Posturing is part of the job in the retailer's run-up to Christmas and Debenhams says its rivals will be forced to respond to its promotion.
Marks & Spencer's Sir Stuart Rose, however, has made it clear he has no intention of getting Britain's biggest clothing retailer embroiled in an all-out price war this time round, although the group does promise some "tactical promotions" over the coming month. For the past two years M&S has joined in the pre-Christmas price-cuts by holding "one-day spectaculars" with discounts of 20 per cent.
This time a year ago, the High Street was shrouded in gloom - Woolworths was teetering on the brink of collapse, eventually crumbling into administration less than a month before Christmas, followed by furniture retailer MFI, the entertainment retailer Zavvi, better known under its former name Virgin Megastores, tea and coffee retailer Whittards of Chelsea and the DIY retailer Fads. Scores of lesser-known retailers suffered the same fate, unable to hold on even until Christmas Eve.
There have been retail failures this year - the Thresher off-licence chain fell into administration late last month - but the scale of retail collapses will be nothing like last year.
The weaker firms have already gone under and a large proportion of the £2 billion of sales that were rung up by Woolworths have been redistributed around its high street rivals. Retailers such as HMV, Argos and, of course, the supermarkets, have picked up the slack in toys and entertainment. So, with memories of the credit crunch just starting to dim, is the retail sector set for a brighter Christmas this year? As usual, it depends who you ask. Just as the retailers' tactics differ - M&S has launched its usual glitzy advertising campaign while Next has decided against TV adverts - so too do the forecasts for Christmas spending.
John Lewis raised the sector's hopes with a stunning set of sales figures - takings soared by 17 per cent last week, which it said showed that Christmas shopping had begun in earnest. And the British Retail Consortium, emboldened by a 4.2 per cent rise in central London shop sales in October, is confident the sector is in line for a brighter Christmas.
Not everyone agrees. The respected retail consultancy Verdict believes that far from setting its usual record, spending could actually go into reverse this Christmas for the first time in 20 years or more. The biggest factor, it says, will be reduced spending on housing-related goods, reflecting the prolonged downturn in the housing market. Non-food sales will also be hit by the temporary reduction in the rate of Vat from 17.5 per cent to 15 per cent last December.
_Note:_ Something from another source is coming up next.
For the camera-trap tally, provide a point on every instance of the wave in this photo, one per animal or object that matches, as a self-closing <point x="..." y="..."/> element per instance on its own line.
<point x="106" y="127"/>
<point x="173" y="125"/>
Shoppers will be cutting back on entertainment and eating out, although Verdict believes households will still push the boat out on traditional festive fare to eat at home, pushing up grocery sales. The urge to splash out on treats for the family will be boosted by what Verdict analyst Maureen Hinton terms "temporary recession fatigue" with families determined to enjoy themselves after a miserable year.
Overall, Verdict forecasts a spending decline of 0.7 per cent on 2008, or £500 million, in the vital final quarter of the year, made up by a £1 billion drop in housing-related sectors and only partially offset by increases on the grocery side.
If Verdict's forecasts are proved right, we might just see the Church of England take some credit. Fed up, perhaps, of the High Street's hijacking of Christmas, the Church of England has strayed outside its traditional territory by launching a series of videos offering money-saving tips to shoppers. Wishing You an Affordable Christmas is part of the church's post-credit crunch debt initiative. It advises people to use cash instead of cards and - music to Debenhams' ears, no doubt - to shop early to avoid expensive panic buying.